India’s luxury consumers are interested in buying much more than elite branded clothing. How about Hermes porcelain plates or Burberry’s fragrances? In India demand for hard luxury goods such as jewelry, crockery or home decor exceeds that of high fashion.
With the struggling economy in the United States and Europe in the past few years, one industry that continues to grow is couture and high luxury accessories.Chanel cites record sales for Spring 2012. Jean-Paul Gaultier jumped 23 percent in the spring with escalating sales from Russia, China, and Brazil.
One region, however, is asking for particularly specific imports. Instead of clothing items, handbags, and other “soft” luxury products, India is purchasing high-end goods in a different category: accessories, fragrance, and home furnishings.
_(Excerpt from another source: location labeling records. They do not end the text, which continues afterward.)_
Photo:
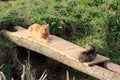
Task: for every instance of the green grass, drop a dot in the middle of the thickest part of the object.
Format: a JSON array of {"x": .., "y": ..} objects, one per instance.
[{"x": 79, "y": 21}]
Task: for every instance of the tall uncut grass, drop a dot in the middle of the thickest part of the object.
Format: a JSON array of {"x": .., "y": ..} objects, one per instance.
[{"x": 79, "y": 21}]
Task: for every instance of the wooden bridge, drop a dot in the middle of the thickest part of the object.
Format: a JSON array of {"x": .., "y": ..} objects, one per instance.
[{"x": 66, "y": 53}]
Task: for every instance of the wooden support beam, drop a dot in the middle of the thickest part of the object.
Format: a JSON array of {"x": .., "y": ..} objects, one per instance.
[{"x": 67, "y": 59}]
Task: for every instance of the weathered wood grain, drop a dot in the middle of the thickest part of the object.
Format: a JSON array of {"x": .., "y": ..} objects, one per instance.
[{"x": 69, "y": 59}]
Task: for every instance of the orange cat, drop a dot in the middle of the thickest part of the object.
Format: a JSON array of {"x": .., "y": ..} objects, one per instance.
[{"x": 39, "y": 32}]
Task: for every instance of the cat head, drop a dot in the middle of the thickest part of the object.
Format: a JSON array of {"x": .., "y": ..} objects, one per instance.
[
  {"x": 45, "y": 29},
  {"x": 90, "y": 46}
]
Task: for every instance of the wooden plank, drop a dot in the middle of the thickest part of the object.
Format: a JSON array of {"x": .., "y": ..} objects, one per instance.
[
  {"x": 99, "y": 59},
  {"x": 61, "y": 46},
  {"x": 43, "y": 48}
]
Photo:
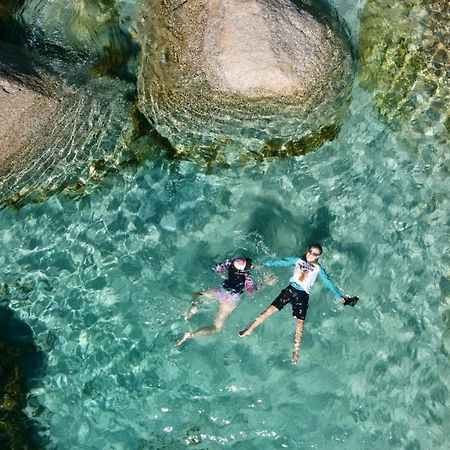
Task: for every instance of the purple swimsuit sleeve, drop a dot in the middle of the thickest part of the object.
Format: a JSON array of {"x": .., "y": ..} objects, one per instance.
[{"x": 249, "y": 285}]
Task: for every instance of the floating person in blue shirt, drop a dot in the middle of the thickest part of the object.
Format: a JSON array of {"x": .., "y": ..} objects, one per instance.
[
  {"x": 306, "y": 270},
  {"x": 228, "y": 295}
]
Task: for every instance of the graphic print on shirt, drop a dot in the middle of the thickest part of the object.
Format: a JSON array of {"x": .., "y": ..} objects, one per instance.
[{"x": 304, "y": 269}]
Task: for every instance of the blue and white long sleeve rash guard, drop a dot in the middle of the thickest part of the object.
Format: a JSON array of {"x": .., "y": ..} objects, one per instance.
[{"x": 305, "y": 274}]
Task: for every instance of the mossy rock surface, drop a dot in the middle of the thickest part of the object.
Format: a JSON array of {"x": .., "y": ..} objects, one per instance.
[
  {"x": 222, "y": 78},
  {"x": 405, "y": 51}
]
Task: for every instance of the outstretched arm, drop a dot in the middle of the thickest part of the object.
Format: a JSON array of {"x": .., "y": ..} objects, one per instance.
[{"x": 289, "y": 261}]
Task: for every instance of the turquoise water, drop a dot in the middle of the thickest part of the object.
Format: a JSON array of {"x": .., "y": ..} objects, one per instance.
[{"x": 103, "y": 280}]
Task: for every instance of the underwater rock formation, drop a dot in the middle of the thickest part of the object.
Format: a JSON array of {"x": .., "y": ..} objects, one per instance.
[
  {"x": 405, "y": 51},
  {"x": 20, "y": 360},
  {"x": 51, "y": 134},
  {"x": 226, "y": 74}
]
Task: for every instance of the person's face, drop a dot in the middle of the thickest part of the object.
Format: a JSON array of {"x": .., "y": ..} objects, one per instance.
[
  {"x": 312, "y": 254},
  {"x": 239, "y": 263}
]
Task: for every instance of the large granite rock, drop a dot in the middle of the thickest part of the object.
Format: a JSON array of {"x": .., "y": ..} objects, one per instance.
[
  {"x": 405, "y": 52},
  {"x": 225, "y": 74}
]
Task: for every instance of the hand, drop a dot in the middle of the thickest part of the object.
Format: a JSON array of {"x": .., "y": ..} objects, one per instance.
[{"x": 270, "y": 280}]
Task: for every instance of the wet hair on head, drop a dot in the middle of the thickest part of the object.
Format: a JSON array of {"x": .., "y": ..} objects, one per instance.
[
  {"x": 315, "y": 245},
  {"x": 248, "y": 263}
]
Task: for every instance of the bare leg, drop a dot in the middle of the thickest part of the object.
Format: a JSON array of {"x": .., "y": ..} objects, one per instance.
[
  {"x": 196, "y": 302},
  {"x": 297, "y": 340},
  {"x": 225, "y": 309},
  {"x": 258, "y": 321}
]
These “hard” luxury items are in such demand that Armani is re-vamping their business approach in the country to offer expensive brand apartments. Versace is selling furniture. Burberry, known for its outerwear and designer clothing, has successful fragrance lines.
The upper class in these regions are pushing purveyors to expand their brand offerings. Sales in jewelry, fragrances, home furnishings, and even crockery are at a record high in India.
International architecture and home design has become a growing trend in India. They don’t just want nice cars and clothing. They want brand-name furnishings in lavishly decorated homes. Class, refinement, and sheer decadence of an internationally modern home has great appeal.
The conception that the rich have beautiful homes on the outside and scarce furnishings inside is quickly becoming discredited. Spending takes a turn toward completion of wealth in home decor and hard couture.
Creating a truly extravagant home is something of pride for Indian consumers. In modern architecture, the builders develop a unique outer shell and leave the interior warmth and extravagance to the creativity of the owner.
This trend is growing especially in larger Indian cities as owners create a welcoming, decadent home. The desire is to design homes that exalt as well as pamper, amaze as well as comfort. Expensive is valuable, and Indian consumers are purchasing with this in mind.
Indians have definite focus on the brand name. They recognize the indulgence and high-fashion quality that comes with Louis Vuitton, Burberry and Versace.The demand is in luxurious and useful items that contribute to overall wealth and well being.
Often synonymous with couture clothing and watches, Hermes has made a great leap in New Delhi in the dinnerware department. The Hermes Art of Living line, which includes everything from ashtrays to umbrellas, is purchased at record highs.
In a recent report by Bain and Company, the couture market in India for 2012 is estimated to reach 1.2 billion euros. High-fashion brand names choose to bring their items like sunglasses, high-luxury luggage lines, and other travel accessories first to India.
They are being challenged to rise to the global request for high-fashion items in much more than just trendy clothing. Bain and Company concluded in saying, “India is strategically poised to create one of the largest global market opportunities in the next decade.”
With refined taste and a large audience, India creates an appropriate infrastructure for the fashion industry to evolve their brands and create high-fashion items that will pass through generations and gain timeless value.